The second Distinguished Teaching Award was given to Keith Feldman, Associate Professor of Comparative Ethnic Studies. “He has been a dynamic leader in curricular innovation, and is an early and effective contributor to numerous campus-wide teaching initiatives,” Ray said. “He’s an incredibly vital lecturer, whom students describe as rigorous, well-prepared, responsive, and dedicated — someone who encourages student participation and is passionate about his subjects. His unwavering ability to balance accessibility, fairness, and rigor make him an exceptional model for others to follow.”

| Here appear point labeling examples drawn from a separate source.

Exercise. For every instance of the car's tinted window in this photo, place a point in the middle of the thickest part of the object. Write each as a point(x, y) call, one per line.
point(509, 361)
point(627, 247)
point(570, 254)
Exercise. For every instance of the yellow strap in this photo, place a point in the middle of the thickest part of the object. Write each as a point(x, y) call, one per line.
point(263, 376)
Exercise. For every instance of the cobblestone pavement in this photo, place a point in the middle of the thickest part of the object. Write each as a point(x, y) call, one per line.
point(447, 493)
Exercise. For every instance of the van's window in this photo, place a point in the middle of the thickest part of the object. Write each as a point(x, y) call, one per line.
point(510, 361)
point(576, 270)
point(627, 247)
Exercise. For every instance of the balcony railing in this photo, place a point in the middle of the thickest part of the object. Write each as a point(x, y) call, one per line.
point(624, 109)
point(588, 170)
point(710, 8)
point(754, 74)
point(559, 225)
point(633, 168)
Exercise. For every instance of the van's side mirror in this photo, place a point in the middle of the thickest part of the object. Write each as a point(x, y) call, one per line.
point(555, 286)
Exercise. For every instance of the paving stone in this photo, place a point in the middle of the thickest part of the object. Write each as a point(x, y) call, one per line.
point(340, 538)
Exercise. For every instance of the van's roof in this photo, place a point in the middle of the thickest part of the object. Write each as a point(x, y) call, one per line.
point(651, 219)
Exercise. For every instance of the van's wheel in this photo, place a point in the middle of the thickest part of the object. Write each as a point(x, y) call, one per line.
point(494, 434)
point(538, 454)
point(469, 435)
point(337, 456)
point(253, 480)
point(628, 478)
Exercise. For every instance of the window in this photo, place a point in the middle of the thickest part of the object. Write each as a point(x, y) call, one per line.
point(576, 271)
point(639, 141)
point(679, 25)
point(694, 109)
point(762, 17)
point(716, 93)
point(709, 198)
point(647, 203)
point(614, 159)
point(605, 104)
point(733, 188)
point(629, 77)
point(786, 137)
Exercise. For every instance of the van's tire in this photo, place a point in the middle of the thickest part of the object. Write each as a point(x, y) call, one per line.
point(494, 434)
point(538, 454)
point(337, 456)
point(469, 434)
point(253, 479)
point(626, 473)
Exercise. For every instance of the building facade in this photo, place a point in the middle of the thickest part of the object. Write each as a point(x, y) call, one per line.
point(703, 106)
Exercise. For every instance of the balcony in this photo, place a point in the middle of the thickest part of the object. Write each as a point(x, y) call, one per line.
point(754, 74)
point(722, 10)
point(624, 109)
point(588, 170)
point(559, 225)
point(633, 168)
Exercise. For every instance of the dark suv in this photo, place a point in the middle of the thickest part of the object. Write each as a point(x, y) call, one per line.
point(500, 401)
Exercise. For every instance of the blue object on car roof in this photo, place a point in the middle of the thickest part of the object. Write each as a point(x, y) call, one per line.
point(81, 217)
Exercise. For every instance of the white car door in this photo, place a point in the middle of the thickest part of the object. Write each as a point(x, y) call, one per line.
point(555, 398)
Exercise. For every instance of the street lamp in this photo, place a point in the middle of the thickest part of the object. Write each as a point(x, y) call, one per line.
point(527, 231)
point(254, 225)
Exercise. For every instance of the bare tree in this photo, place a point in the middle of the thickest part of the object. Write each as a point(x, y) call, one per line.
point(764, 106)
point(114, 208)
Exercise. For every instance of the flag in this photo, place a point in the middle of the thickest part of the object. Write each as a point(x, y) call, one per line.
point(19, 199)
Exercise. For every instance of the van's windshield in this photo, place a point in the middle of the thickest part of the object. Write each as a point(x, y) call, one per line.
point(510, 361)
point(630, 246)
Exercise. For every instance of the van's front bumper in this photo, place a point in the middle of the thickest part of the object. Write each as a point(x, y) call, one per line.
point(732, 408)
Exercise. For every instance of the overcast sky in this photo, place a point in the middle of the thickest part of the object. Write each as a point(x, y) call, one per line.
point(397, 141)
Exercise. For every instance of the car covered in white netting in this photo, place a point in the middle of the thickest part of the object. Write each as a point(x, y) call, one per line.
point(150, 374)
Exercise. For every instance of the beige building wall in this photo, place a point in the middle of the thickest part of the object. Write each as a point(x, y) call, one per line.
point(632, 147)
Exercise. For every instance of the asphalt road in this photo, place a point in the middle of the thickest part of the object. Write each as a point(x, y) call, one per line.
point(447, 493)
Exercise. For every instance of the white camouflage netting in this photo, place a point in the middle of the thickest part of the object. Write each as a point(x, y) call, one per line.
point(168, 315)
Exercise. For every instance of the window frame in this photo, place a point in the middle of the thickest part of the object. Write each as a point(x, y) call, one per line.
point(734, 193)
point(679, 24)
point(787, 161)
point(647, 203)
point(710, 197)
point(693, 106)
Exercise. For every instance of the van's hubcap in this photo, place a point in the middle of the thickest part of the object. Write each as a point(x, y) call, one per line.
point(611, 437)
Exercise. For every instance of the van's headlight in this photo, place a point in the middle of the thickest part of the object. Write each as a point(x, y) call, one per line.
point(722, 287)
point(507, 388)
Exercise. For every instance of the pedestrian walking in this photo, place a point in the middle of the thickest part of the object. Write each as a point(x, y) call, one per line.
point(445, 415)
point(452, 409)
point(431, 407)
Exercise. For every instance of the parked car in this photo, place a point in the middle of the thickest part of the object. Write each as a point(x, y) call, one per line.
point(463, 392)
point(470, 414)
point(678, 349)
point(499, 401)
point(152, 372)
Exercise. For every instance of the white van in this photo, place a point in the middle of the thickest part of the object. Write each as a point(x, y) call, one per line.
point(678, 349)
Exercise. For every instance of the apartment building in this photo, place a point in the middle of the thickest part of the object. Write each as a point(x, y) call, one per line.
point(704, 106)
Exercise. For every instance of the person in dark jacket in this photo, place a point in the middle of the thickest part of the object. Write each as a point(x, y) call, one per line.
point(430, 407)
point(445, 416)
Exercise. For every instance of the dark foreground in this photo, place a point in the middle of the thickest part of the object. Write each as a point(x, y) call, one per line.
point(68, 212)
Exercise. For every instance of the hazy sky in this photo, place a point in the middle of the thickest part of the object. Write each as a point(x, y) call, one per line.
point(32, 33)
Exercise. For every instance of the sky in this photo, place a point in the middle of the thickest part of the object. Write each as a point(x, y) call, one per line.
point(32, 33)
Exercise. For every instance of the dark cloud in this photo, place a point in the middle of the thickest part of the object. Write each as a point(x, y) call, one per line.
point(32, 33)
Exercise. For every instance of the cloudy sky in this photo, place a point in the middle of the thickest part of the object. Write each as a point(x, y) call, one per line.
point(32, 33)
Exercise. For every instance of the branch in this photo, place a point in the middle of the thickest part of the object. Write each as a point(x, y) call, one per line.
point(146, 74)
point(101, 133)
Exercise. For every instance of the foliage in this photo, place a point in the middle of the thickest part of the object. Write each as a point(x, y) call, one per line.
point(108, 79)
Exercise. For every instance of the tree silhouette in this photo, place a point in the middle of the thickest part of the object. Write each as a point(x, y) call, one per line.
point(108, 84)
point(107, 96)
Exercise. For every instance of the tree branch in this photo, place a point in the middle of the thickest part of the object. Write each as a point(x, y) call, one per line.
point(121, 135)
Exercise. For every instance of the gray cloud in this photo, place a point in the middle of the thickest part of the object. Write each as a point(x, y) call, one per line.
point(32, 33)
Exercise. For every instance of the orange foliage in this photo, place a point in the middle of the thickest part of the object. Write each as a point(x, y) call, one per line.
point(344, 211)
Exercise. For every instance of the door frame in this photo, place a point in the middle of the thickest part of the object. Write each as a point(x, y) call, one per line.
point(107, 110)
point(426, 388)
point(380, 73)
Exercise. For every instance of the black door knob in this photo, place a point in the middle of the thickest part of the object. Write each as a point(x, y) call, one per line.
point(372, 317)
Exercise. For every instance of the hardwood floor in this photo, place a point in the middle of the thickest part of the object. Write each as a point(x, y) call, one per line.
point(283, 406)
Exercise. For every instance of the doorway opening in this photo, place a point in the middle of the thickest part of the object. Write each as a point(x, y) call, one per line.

“Teaching is really quite central to my sense of self as a scholar and a member of this campus community,” Feldman said. “So it’s really wonderful to receive this particular recognition. Teaching, in so many ways, is enlivening precisely because of the kind of ordinary practice of exchange that it makes possible, of sitting and thinking and reflecting together, taking risks in a shared space and time. There’s something about the rhythm and ritual of the day, the week, the unit, the semester, returning to a shared space with one another over time. Receiving this award in this of all years has been especially moving, in no small part because of how disruptive the last 13 months have been to all of these rituals and rhythms. I cannot wait to once again sit around a table and think together with Berkeley students and not have to worry about whether my internet is stable or what’s happening in the chat. I’m also incredibly grateful for all the remarkable work that’s gone on at this university to allow us to keep teaching.”